The rhetoric is flying over Louisiana’s constitutionally imposed expenditure limit on the growth of the state budget, a feature commonly called the “spending cap.” The Republican minority in the House during the latter stages of Governor Blanco’s administration stopped an attempt to raise the expenditure limit by $2.5 billion. Democrats in the Legislature are now saying that the Republican governor and Speaker of the House are hypocritical for supporting an increase in the cap in the current budget to spend the $1.1 billion surplus carried over from the last fiscal year.

Over the years, I have been very deeply involved in the spending cap issue. My organization was instrumental in passing the constitutional amendment that created the expenditure limit and campaigned around the state to secure its successful adoption. We believed then and now that limiting the growth of the state budget to the average of the three-year growth in personal income of Louisiana taxpayers is a sound way to budget.

Leaving the partisan debate aside, let’s focus on what makes sense regarding the spending cap and what can factually be considered entering dangerous territory.

The Legislature just wrapped up a special session in which appropriating the $1.1 billion surplus was the centerpiece. There was only $50 million left below the cap for the current fiscal year, so in order to appropriate the full $1.1 billion, the cap had to be raised. Our constitution places a fence around how any surplus dollars can be spent. It limits such appropriations to truly one-time expenditures such as highways, capital outlay, coastal erosion, and debt retirement. The money cannot be spent for recurring expenditures such as pay raises and new programs.

We now have a fully funded Rainy Day Trust Fund ($750 million), so rolling the surplus money over into it wasn’t an option. If the cap wasn’t raised to spend the surplus, what should we have done with it? We have a huge backlog of infrastructure needs, an eroding coastline, and a $12 billion unfunded accrued liability in our state retirement systems. It seemed logical and prudent to raise the cap and spend the money on these nonrecurring needs if in doing so we do not raise the expenditure limit for the following fiscal year.

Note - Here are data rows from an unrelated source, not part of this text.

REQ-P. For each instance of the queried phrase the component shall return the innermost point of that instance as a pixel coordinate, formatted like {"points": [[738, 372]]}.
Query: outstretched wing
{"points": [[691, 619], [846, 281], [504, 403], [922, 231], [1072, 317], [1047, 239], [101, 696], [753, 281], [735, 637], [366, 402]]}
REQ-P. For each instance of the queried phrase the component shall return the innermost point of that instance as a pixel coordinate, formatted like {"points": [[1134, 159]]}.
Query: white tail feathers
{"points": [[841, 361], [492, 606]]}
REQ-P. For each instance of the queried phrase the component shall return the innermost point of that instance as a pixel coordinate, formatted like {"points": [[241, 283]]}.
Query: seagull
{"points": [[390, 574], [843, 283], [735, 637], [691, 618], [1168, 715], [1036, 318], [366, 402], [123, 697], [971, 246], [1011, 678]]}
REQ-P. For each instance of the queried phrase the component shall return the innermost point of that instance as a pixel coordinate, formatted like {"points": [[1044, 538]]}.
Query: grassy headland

Language was added to the legislation raising the cap to make sure that doesn’t happen.

What gets precarious are any discussions about raising the cap to spend excess revenues. These are dollars that the Revenue Estimating Conference has certified as being available — at least for the time being — to spend above and beyond what has been budgeted. The constitution does not restrict these dollars to one-time expenditures. If they are spent on recurring items and their revenue sources diminish, we have a problem.

Governor Jindal’s executive budget for next year falls $116 million below the expenditure limit. If the Legislature follows that basic outline, there won’t be a spending cap debate. If the Legislature attempts to raise the cap for recurring expenditures, they should be stopped dead in their tracks by public pressure or a gubernatorial veto.

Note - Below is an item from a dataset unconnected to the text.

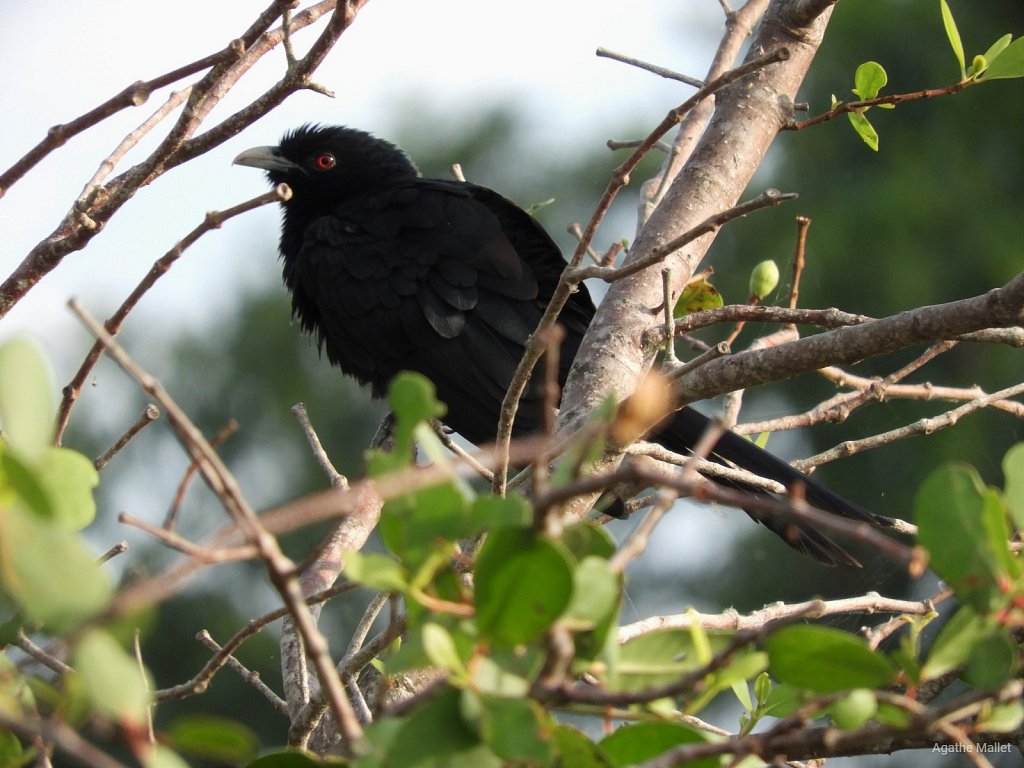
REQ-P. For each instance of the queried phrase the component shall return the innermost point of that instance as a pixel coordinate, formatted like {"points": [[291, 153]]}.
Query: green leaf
{"points": [[1004, 718], [764, 279], [515, 729], [864, 129], [412, 525], [868, 80], [855, 709], [631, 744], [505, 674], [441, 650], [595, 595], [51, 574], [489, 512], [523, 584], [978, 643], [26, 404], [996, 48], [824, 659], [111, 678], [213, 738], [1009, 64], [699, 294], [1013, 471], [11, 754], [963, 524], [953, 35], [589, 540], [158, 756], [413, 400], [19, 482], [993, 660], [436, 735], [68, 478], [376, 571], [576, 751], [659, 657], [290, 758]]}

As long as the surplus is spent on the nonrecurring expenditures set forth in the constitution and the instrument that authorizes it does not allow the spending to increase the cap for the next fiscal year, there is no problem. But “busting the cap” to fund recurring expenditures is a disaster waiting to happen.

Unfortunately, we probably won’t be having spending cap debates much longer, because some of the revenues pushing us up to the cap are already ebbing. In the meantime, common sense — not partisan rhetoric from either side — should drive the budget debate.